Limelight:
Food, glorious food!
By
Lubna Abdel Aziz
Eat, drink and be merry? Not anymore! There's a deadly enemy out there and its name is food. Man's beloved sustenance, the fuel that makes this magnificent machine of ours -- the human body -- work, is ultimately capable of destroying it. We need the food for our nerves, our muscles, our glands, for our minds to think, our lungs to breathe and our hearts to beat, and oh yes, to eat! But too much food kills as sure as you are reading these lines. When we surpass the defines of tasteful moderation, delighting in the luxury of the palate, we are most certainly doomed. Very simply, secretly, quietly, the kilogrammes multiply. We are slow to perceive them at first, but soon those unsightly curves and bulges are hard to conceal. The battle begins. But alas, more often than not the battle is lost. Fat wins! Fat kills! Fat is acquired through food, not water, not air.

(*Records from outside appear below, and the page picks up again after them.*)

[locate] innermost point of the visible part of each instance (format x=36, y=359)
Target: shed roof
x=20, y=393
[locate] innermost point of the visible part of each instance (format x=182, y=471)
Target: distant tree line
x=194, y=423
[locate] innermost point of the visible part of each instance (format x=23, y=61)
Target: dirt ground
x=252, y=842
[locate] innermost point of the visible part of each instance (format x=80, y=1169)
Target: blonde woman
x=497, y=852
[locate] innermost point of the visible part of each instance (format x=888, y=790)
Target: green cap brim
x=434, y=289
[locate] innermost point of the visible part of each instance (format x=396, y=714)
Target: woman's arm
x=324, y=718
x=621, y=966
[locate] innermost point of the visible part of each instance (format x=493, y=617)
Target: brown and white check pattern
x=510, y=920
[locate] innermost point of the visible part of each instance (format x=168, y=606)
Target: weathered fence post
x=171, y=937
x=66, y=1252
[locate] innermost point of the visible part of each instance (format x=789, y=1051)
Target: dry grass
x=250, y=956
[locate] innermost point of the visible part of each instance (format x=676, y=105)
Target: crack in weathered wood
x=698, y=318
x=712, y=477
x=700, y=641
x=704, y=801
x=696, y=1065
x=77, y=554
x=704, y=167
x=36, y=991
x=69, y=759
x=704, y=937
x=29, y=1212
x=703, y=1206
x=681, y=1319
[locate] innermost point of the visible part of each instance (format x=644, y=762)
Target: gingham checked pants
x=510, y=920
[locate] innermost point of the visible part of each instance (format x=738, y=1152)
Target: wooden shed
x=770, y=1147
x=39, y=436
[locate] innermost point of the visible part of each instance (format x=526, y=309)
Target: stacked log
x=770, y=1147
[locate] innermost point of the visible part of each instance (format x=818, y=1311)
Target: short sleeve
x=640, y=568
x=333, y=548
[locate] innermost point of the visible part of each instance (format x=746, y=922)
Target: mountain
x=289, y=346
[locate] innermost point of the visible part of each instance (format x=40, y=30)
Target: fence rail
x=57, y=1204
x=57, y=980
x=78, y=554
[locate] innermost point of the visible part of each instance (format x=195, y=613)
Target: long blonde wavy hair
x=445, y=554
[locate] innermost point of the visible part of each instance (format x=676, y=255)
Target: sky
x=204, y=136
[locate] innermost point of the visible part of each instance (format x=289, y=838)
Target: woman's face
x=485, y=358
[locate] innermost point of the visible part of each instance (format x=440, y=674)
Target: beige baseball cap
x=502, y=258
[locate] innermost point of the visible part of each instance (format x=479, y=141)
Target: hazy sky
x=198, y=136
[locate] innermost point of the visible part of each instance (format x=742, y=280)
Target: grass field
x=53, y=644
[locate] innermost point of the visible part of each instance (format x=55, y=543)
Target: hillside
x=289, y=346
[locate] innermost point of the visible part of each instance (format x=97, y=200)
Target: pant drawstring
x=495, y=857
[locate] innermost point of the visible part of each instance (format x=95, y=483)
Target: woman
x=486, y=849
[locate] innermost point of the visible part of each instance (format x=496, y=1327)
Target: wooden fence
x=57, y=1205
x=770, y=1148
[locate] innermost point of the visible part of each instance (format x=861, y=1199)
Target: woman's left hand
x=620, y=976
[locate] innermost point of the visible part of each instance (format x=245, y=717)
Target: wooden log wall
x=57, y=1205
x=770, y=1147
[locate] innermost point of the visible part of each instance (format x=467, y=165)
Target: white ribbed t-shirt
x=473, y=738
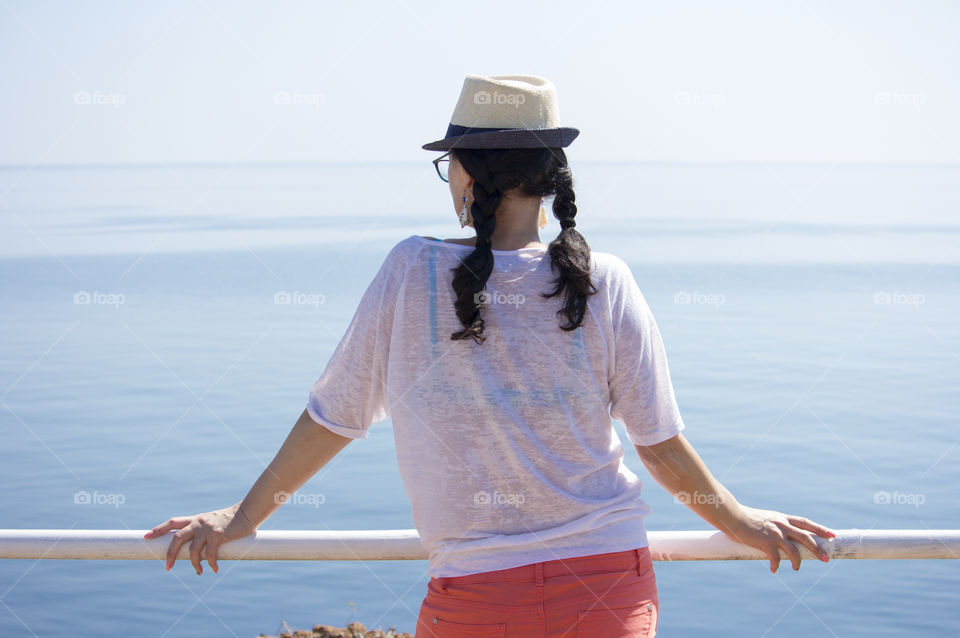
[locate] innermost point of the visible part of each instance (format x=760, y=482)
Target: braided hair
x=538, y=172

Last week a new study by the American Cancer Society released some astounding results that should cause us all to stop and ponder, and then to act. "Because of the magnitude and strength of the study, it is irrefutable," says Dr Donna Ryan of the Pennington Research Centre. "It is absolutely convincing and therefore it is frightening." After 16 years evaluating 900,000 people who were cancer-free when the study began, the study concluded that excess weight may account for 11 forms of cancer, 8 more than was previously known. Excess weight is responsible for 14 per cent of cancer deaths in men and 20 per cent in women. One of six cancer deaths is caused by obesity. In women too much body fat increases the amount of estrogens in the blood thereby raising the level of insulin causing cells to multiply.

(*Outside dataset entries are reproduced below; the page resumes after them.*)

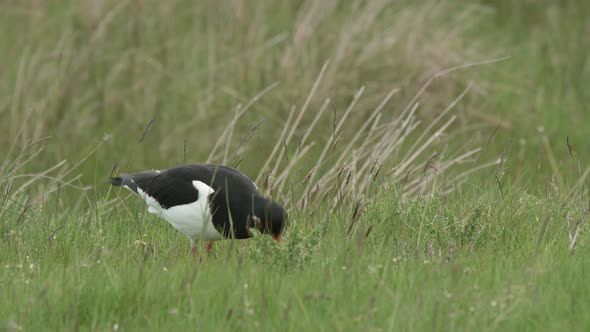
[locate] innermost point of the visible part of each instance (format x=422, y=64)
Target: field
x=432, y=156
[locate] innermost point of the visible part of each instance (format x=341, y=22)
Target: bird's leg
x=209, y=247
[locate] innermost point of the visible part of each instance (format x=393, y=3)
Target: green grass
x=376, y=241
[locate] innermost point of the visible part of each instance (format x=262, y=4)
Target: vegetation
x=431, y=156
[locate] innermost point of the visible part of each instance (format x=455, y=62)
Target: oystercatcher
x=206, y=202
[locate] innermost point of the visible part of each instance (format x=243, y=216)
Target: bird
x=207, y=202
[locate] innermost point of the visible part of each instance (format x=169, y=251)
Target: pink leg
x=195, y=253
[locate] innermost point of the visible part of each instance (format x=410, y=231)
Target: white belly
x=194, y=220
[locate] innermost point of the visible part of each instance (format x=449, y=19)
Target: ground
x=431, y=156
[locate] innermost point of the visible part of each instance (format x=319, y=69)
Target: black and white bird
x=206, y=202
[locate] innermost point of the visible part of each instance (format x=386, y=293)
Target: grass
x=403, y=137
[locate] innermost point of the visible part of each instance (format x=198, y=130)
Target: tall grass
x=368, y=120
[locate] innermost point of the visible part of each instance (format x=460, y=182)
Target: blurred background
x=87, y=85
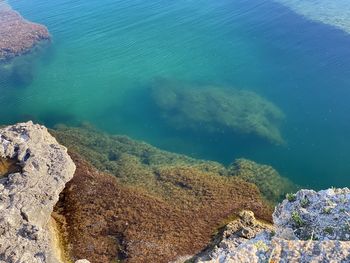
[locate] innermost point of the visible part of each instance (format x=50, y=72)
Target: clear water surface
x=105, y=53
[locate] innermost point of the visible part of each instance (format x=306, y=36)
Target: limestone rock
x=29, y=195
x=309, y=227
x=17, y=35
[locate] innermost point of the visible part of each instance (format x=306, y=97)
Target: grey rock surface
x=28, y=197
x=308, y=227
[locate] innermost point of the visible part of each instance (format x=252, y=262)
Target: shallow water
x=105, y=55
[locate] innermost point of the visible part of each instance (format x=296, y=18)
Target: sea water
x=104, y=55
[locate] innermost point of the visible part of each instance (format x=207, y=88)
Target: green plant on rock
x=291, y=197
x=304, y=202
x=298, y=221
x=327, y=210
x=329, y=230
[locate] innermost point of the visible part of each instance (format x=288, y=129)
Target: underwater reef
x=142, y=204
x=271, y=184
x=112, y=199
x=105, y=220
x=136, y=163
x=215, y=109
x=17, y=35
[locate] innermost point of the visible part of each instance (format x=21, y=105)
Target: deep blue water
x=105, y=54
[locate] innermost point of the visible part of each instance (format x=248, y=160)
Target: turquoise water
x=105, y=55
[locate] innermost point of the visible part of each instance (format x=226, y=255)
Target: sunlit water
x=105, y=54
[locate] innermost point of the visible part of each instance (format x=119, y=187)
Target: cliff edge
x=35, y=169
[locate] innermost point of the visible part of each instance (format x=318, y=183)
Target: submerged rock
x=137, y=163
x=271, y=184
x=308, y=227
x=29, y=194
x=217, y=110
x=17, y=35
x=142, y=204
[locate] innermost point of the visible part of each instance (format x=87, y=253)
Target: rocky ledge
x=17, y=35
x=34, y=170
x=308, y=227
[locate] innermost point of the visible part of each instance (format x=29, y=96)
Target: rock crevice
x=29, y=194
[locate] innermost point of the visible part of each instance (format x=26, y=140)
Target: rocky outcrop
x=308, y=227
x=17, y=35
x=135, y=202
x=29, y=193
x=136, y=163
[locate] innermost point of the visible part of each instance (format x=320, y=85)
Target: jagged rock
x=305, y=216
x=17, y=35
x=29, y=195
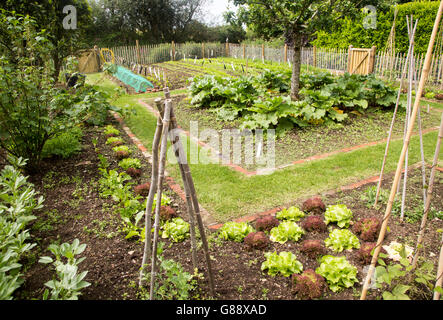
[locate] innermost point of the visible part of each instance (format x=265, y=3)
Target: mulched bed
x=70, y=187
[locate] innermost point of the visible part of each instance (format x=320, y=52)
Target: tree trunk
x=296, y=65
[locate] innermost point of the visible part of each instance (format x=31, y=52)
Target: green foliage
x=172, y=282
x=338, y=272
x=285, y=263
x=176, y=229
x=351, y=31
x=400, y=281
x=64, y=145
x=67, y=283
x=286, y=231
x=17, y=201
x=235, y=231
x=130, y=163
x=291, y=213
x=339, y=214
x=340, y=240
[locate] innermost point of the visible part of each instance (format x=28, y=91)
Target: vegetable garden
x=78, y=169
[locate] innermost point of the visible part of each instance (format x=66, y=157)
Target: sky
x=213, y=11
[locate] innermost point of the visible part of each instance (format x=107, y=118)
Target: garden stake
x=439, y=280
x=161, y=175
x=423, y=78
x=428, y=197
x=187, y=180
x=392, y=123
x=152, y=191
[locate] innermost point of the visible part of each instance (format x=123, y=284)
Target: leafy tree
x=296, y=21
x=48, y=15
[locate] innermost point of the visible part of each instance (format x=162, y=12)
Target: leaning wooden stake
x=187, y=180
x=428, y=197
x=152, y=191
x=161, y=175
x=439, y=281
x=423, y=78
x=392, y=123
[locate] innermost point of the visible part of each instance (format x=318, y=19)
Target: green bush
x=64, y=145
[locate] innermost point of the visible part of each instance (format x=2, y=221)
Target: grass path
x=228, y=194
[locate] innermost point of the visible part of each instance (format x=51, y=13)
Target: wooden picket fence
x=336, y=60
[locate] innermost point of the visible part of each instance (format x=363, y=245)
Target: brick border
x=208, y=220
x=300, y=161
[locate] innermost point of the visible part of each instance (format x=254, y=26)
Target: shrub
x=235, y=231
x=291, y=213
x=142, y=189
x=367, y=228
x=338, y=272
x=308, y=285
x=287, y=230
x=285, y=263
x=167, y=213
x=266, y=223
x=340, y=214
x=314, y=205
x=313, y=248
x=314, y=223
x=256, y=240
x=64, y=145
x=340, y=240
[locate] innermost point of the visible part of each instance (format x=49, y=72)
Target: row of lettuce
x=263, y=102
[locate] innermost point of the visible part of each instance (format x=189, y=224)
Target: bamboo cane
x=402, y=155
x=428, y=197
x=181, y=158
x=161, y=174
x=392, y=123
x=187, y=179
x=439, y=281
x=152, y=191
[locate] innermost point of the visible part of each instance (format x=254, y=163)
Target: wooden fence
x=336, y=60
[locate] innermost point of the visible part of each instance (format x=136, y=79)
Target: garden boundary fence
x=385, y=64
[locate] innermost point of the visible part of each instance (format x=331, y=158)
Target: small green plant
x=286, y=231
x=172, y=282
x=338, y=272
x=285, y=263
x=235, y=231
x=291, y=213
x=110, y=131
x=339, y=214
x=400, y=281
x=67, y=283
x=340, y=240
x=176, y=229
x=127, y=163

The life-span of obese individuals is decidedly a short one compared to others, and not a happy one at that. No obese person is content with his predicament. The extra weight affects the locomotive system from the ankles, knees, hips, spinal column and even the muscles that are so clogged with fat they cannot function properly. Add to obesity, hypertension, diabetes, advancing age, cancer, to name a few, and the risks for early death keep multiplying. Obesity makes cancer hard to diagnose, harder to treat, and hardest to remove surgically. There is only one answer -- to lose if you are overweight, to control your weight if you are not. There is only one method -- exercise and diet.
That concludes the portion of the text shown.